Watching your cat sneezing blood can be quite unnerving. However, there are a variety of causes for this, most of which are not serious, though it does require a trip to the veterinarian.
A common cause for sneezing blood is something caught in your cat’s nasal passage, such as a string, blade of grass or piece of food. This can come out on its own, but if the sneezing persists for more than a couple of hours, take him to the vet, who can help to remove the blockage.
Sneezing blood can also be caused by a cold, bacterial infection or allergies. If your cat is exhibiting other cold symptoms, such as eye or nasal discharge, coughing or loss of appetite, visit your veterinarian for medication, which should clear the problem right up. Bloody sneezing is probably caused by a buildup of nasal fluid, which might need to be cleared out before treatment can begin.
Allergies can cause a similar buildup of fluids. If the sneezing began suddenly, think about recent changes you may have made to your house, such as changing food, litter or a household cleaner. If this caused the sudden bout of sneezing, switch back. If the sneezing appears seasonally, it’s probably an environmental allergy that can be helped by steroids or antihistamines that can be acquired from your veterinarian.
These are all examples of potential irritants or allergens (substances that cause allergic reactions) in cats:
- Cigarette smoke
- Pest sprays
- Cat litter, especially types that create dust
- Cleaning agents
In cats, allergies are a less common cause of sneezing than in humans. If sneezing is related to allergies, sometimes itchy skin is also present.
A lesser-known cause of bloody sneezing is dental problems. Certain dental infections, such as an abcessed tooth, can also infect the nasal region, which leads to excessive sneezing.
Serious Causes of Sneezing Blood
In rare cases, sneezing blood can be indicative of a much more serious problem. Sneezing blood can be caused by a blood problem, such as a clotting disorder, high blood pressure or anemia which leads to low platelet counts.

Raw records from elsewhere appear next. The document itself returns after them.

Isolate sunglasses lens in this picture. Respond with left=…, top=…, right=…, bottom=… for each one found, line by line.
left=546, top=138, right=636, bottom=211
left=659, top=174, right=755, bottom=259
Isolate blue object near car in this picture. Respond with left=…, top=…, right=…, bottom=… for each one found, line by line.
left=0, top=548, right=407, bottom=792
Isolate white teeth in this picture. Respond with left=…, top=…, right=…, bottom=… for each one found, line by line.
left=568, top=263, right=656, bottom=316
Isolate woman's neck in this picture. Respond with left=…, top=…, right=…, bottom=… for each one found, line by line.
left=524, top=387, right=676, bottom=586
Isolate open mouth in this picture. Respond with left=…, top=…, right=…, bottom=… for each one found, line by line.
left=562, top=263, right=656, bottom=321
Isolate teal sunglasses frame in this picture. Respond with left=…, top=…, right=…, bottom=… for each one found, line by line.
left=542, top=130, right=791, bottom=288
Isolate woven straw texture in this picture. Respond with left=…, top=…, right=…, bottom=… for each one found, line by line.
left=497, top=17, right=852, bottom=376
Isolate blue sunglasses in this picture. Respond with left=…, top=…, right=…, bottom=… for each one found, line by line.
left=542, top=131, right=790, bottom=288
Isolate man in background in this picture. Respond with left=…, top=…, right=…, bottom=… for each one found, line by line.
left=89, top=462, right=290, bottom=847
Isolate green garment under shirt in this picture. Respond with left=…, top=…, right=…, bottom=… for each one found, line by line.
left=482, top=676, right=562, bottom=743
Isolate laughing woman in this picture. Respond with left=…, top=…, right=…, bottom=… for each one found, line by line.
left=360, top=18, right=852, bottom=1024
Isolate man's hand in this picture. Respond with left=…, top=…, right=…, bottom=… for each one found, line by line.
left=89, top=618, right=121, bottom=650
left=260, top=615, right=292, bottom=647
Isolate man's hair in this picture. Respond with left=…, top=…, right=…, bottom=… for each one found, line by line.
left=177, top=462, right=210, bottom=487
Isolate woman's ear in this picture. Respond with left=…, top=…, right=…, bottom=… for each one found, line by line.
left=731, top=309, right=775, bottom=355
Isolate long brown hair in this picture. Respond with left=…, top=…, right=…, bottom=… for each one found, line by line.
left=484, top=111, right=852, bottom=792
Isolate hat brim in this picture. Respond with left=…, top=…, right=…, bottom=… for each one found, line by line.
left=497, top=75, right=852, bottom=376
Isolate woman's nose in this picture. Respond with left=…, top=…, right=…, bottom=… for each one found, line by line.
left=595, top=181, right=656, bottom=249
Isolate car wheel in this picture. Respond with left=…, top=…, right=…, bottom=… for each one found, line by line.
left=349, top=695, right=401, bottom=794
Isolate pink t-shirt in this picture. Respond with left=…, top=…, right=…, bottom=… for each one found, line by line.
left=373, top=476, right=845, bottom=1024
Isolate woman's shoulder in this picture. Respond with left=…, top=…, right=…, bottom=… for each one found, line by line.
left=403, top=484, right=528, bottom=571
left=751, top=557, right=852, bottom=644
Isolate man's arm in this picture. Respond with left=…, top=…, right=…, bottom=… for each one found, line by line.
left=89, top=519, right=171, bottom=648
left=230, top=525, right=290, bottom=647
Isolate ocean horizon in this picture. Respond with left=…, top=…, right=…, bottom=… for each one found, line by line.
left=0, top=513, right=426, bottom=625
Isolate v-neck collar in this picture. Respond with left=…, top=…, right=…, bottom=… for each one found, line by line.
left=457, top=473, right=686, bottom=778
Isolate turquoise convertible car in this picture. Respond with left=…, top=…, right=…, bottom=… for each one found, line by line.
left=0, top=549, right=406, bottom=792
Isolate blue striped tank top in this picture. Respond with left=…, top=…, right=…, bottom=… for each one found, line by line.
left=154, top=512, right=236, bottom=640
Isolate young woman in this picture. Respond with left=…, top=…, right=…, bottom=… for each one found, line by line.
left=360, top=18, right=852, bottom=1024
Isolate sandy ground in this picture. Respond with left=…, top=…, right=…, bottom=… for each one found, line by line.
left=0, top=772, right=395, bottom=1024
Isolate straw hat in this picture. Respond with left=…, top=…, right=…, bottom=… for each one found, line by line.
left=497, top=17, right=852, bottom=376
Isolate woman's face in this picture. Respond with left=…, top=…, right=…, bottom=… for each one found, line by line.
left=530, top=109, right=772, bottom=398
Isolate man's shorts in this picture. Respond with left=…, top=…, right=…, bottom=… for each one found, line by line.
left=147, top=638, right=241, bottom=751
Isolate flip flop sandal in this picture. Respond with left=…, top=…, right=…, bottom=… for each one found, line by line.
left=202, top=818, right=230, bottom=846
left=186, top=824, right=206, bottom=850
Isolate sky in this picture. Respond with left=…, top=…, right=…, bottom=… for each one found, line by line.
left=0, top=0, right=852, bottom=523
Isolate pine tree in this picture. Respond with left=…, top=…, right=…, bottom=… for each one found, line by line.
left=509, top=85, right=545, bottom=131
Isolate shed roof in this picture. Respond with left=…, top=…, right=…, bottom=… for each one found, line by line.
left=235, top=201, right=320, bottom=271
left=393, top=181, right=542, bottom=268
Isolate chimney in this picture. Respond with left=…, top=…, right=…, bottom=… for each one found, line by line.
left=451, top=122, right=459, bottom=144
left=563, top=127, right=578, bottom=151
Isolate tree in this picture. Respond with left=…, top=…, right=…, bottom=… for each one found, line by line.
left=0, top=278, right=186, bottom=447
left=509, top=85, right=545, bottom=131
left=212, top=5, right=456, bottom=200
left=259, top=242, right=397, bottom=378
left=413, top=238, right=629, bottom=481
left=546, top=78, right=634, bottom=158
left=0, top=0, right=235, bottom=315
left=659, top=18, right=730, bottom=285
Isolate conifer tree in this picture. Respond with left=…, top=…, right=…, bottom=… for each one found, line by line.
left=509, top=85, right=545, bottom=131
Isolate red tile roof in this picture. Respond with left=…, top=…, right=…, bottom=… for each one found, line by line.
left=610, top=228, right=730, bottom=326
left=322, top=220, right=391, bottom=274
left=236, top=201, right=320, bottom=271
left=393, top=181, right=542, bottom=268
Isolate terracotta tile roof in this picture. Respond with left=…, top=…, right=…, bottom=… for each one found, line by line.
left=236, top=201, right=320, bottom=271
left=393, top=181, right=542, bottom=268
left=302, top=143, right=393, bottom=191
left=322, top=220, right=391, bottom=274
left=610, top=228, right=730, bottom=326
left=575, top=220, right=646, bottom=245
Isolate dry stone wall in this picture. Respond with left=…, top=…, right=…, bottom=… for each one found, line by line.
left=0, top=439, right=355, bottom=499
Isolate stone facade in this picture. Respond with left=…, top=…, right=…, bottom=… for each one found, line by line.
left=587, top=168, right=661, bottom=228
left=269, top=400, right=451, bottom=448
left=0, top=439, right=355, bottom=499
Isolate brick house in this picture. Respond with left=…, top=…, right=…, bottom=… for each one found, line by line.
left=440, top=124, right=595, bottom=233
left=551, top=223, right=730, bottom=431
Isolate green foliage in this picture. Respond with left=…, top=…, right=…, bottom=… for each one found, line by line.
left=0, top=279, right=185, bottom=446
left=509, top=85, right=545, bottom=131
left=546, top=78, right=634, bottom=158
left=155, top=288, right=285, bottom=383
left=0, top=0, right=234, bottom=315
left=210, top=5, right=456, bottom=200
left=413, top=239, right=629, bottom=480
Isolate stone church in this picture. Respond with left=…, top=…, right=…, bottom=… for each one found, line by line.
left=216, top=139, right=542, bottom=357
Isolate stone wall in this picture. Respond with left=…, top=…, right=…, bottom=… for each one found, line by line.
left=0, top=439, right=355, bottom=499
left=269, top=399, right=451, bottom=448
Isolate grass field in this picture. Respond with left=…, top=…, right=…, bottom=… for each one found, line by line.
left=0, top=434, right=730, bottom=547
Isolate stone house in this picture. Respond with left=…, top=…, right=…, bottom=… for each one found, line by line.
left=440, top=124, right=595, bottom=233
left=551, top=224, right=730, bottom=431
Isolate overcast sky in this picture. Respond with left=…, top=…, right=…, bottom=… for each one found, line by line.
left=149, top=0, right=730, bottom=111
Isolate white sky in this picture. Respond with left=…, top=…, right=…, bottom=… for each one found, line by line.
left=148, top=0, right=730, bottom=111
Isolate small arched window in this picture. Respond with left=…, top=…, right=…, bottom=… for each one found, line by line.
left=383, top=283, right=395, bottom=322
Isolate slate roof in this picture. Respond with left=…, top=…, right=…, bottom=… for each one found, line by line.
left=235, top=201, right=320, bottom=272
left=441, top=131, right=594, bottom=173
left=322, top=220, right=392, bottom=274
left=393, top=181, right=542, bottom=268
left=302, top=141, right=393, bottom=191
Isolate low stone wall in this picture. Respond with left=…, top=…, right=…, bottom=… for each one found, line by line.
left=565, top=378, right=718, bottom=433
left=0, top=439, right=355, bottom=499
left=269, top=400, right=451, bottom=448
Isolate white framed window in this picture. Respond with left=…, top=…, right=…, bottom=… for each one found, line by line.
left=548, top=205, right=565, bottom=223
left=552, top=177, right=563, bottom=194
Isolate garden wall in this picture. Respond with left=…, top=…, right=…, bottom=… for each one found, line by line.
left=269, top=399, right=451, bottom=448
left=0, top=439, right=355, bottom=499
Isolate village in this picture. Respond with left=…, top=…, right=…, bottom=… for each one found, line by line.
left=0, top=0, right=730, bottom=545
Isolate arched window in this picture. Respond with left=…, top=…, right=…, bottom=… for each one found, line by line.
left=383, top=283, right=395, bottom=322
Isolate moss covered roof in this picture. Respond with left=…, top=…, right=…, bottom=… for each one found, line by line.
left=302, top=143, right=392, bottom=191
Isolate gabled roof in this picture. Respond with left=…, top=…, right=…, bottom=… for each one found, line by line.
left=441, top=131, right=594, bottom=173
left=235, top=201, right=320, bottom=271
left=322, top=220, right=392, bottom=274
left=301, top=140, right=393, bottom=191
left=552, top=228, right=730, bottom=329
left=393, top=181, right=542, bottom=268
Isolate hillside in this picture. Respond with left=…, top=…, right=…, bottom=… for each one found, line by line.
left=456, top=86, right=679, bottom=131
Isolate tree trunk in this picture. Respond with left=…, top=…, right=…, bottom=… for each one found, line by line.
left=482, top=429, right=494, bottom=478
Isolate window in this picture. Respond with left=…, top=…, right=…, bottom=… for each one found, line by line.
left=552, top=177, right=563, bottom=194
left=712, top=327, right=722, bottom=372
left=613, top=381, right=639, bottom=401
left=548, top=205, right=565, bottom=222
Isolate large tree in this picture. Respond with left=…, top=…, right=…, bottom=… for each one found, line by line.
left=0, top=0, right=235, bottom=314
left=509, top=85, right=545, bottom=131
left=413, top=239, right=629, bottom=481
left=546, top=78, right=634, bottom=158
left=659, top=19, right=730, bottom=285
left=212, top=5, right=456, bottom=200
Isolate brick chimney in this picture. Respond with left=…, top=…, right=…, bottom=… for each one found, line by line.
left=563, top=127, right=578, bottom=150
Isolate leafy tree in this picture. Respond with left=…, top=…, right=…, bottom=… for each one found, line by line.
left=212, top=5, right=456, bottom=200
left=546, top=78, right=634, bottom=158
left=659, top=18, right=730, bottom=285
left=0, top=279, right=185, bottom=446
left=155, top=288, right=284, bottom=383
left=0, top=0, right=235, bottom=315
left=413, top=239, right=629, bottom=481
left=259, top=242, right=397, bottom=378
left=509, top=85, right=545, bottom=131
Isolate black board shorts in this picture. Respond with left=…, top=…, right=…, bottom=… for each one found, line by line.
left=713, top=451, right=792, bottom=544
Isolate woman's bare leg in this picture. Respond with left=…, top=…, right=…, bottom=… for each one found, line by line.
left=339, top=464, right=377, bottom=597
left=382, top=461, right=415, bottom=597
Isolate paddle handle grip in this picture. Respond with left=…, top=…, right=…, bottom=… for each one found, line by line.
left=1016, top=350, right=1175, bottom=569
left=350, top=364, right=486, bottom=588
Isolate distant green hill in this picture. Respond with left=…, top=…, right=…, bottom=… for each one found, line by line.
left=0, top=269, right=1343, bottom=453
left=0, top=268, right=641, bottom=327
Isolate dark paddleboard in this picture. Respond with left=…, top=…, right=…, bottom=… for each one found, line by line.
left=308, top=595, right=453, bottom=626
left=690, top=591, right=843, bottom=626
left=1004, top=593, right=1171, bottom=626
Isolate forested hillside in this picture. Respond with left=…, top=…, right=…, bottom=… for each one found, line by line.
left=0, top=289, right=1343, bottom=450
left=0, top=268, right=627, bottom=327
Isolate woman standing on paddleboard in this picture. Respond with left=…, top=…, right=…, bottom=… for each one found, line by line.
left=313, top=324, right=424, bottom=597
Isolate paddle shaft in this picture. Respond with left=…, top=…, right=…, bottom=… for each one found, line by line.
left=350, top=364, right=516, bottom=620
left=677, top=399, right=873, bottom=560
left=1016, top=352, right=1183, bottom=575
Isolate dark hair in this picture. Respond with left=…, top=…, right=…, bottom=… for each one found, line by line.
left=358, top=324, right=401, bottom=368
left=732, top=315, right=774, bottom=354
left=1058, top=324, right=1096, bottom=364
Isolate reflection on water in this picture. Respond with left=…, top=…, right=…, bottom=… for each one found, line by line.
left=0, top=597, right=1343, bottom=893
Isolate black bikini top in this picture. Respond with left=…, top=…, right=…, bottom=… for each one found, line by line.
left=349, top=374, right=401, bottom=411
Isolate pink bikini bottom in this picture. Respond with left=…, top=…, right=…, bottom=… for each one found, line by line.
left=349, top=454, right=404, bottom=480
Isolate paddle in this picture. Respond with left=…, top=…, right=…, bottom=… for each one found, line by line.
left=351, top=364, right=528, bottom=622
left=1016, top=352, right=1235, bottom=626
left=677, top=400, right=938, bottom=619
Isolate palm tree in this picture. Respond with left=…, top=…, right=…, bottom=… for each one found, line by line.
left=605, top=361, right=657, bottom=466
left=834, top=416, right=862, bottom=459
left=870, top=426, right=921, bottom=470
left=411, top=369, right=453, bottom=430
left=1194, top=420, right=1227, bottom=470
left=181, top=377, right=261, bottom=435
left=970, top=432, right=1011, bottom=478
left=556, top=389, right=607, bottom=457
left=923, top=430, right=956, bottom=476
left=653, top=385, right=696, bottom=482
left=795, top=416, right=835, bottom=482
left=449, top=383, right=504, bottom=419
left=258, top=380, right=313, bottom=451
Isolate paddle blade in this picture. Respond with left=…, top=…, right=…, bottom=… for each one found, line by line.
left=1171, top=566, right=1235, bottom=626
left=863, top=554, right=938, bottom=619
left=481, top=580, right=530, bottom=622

This will often be accompanied by other symptoms, such as bloody vomit or stool, changes in eating patterns and lethargy or lack of energy.
Tumors can also cause bloody sneezing. If your cat has a nasal or facial tumor, this might be one of the only symptoms, except possible facial swelling or pain. Bloody sneezing could be caused by other bleeding tumors, but these might also have other symptoms, depending on the location of the tumor.
If your vet cannot find a blockage or evidence of an infection or dental problem, further tests will be needed to eliminate tumors or blood disease as the cause. If your veterinarian can’t find the cause, advocate further testing, such as:
- Blood testing
- Facial X-rays
- Rhinoscopy, which involves sending a small camera through the nasal passages
- Nasal biopsy
In all liklihood, your cat’s bloody sneezing is caused by something simple, such as a blockage, trauma or infection. However, if the symptom persists for more than one or two sneezes, visit your veterinarian to determine the cause and begin treatment.
When to See the Vet
If your cat sneezes only once in a while, has no other symptoms, or has only mild symptoms, you may want to simply monitor him or her for a few days. Keep your cat indoors and watch for changes. But be sure to call the vet if your cat sneezes continuously or often, sneezes blood, or has other signs such as those listed above. They may be signs of an illness or condition that needs veterinary care.
Treatment depends on the cause of the sneezing. In mild cases, the vet may suggest taking steps to simply help your cat be more comfortable — like using a humidifier. In other cases, antibiotics, nasal decongestants, or fluids may be needed. Rarely, cats that don’t respond to medical therapy may require surgery.